Par exemple il y a peu j'ai "liké" une image qui circule beaucoup dans laquelle on peut lire "imaginez une candidate à la présidence des USA qui serait ouvertement raciste, qui aurait fait faillite de multiples fois" bref, vous voyez le topo, avec en conclusion le fait que jamais une telle candidate ne serait allée aussi loin que Trump (encore lui ! Pourtant je vous jure que je ne fais pas de fixette sur lui !). Le message était intéressant et juste. Pour l'illustrer on voyait Trump grimé en femme. Le but était de le ridiculiser, de faire rire. Je n'y ai pas accordé plus d'attention que cela.

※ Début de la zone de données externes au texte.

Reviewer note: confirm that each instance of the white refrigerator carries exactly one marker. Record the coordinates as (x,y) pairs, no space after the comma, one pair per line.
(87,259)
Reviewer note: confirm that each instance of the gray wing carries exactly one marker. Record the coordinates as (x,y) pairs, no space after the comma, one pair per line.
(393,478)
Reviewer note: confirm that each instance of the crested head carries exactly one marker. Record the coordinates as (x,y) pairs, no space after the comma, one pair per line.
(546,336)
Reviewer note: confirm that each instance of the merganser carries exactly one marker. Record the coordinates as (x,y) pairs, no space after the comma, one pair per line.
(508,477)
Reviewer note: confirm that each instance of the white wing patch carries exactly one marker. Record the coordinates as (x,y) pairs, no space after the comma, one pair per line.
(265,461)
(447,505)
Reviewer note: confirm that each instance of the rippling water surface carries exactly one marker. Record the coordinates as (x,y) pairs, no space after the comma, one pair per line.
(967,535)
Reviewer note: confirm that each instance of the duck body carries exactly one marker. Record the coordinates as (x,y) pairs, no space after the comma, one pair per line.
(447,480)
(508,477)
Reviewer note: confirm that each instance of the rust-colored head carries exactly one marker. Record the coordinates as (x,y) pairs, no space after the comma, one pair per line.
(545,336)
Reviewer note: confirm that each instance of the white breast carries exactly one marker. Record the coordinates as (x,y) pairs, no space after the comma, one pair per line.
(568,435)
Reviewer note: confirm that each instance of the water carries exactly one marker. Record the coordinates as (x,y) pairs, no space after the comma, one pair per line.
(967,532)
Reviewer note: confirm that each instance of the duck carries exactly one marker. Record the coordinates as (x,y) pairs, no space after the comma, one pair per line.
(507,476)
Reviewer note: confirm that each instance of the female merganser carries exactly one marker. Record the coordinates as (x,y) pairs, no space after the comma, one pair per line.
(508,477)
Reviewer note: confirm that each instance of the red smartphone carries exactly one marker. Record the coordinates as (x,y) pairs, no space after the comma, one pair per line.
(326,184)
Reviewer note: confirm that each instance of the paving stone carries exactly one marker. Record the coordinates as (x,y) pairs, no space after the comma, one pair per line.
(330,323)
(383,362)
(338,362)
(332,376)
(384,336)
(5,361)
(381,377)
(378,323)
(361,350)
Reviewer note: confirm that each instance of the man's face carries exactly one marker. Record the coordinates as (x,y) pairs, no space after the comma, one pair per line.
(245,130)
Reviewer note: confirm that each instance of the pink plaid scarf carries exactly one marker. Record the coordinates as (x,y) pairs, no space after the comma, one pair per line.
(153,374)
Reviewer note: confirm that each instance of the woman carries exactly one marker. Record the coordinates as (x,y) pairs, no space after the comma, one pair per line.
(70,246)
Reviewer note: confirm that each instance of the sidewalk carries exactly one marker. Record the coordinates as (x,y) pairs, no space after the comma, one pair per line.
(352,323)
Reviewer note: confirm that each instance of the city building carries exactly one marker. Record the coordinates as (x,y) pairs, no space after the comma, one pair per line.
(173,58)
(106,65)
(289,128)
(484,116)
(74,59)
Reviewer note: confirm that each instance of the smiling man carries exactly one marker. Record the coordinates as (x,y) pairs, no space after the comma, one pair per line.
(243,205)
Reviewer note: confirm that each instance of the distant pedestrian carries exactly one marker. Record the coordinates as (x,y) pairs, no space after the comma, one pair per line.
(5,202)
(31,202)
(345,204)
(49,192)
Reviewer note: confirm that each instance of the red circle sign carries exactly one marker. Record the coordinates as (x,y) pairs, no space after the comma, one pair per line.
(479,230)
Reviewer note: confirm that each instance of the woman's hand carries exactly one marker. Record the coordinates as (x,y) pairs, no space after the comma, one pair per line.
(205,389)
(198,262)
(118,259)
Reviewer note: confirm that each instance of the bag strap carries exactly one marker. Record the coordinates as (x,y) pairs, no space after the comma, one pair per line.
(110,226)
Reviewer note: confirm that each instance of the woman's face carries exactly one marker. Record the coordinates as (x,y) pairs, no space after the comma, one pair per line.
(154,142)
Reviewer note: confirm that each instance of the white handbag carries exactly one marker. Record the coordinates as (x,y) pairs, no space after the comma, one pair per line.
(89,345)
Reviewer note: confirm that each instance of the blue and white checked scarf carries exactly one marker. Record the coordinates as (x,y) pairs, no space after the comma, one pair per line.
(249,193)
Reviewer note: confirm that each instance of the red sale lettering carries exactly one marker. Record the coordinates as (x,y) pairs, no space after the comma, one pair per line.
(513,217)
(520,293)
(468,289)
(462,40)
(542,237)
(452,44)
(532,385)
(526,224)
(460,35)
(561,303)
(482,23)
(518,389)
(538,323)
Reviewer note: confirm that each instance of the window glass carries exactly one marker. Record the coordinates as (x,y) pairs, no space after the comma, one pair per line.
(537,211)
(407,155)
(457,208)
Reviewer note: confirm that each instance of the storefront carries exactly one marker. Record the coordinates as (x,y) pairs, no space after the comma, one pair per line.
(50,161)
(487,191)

Quelques jours plus tard, Sophie Labelle, qui fait la merveilleuse BD "Assignée garçon" (allez voir ce qu'elle fait, c'est formidable), expliquait qu'à chaque fois qu'on riait d'un homme déguisé en femme, une fille/femme trans avait un peu plus peur de sortir du placard.

C'est vrai, nous utilisons le ressort du travestissement comme effet comique sans jamais y réfléchir. Homme habillé en femme = ridicule = drôle. De manière immédiate, sans réflexion. A quel point cela doit-il être terrifiant, pour des personnes que le monde extérieur identifie comme masculines, de se dire qu'elles ont envie de mettre des robes ? D'être féminines ? Quel courage faut-il à une petite fille trans pour aller à l'école habillée avec des vêtements féminins, dans un monde où homme + habits de femme = ridicule ?

 

Le message était féministe en lui-même, mais l'image rajoutée était transphobe. Pas volontairement transphobe, j'en suis persuadée, mais que ce soit volontaire ou non, l'image reposait sur des mécanismes qui font activement du mal aux femmes trans. Le féminisme intersectionnel essaye de réfléchir à ces mécanismes d'oppression pour ne laisser aucune femme derrière, pour donner voie au chapître à toutes et pour ne pas, en promouvant un message positif pour certaines, enfoncer encore un peu plus certaines autres.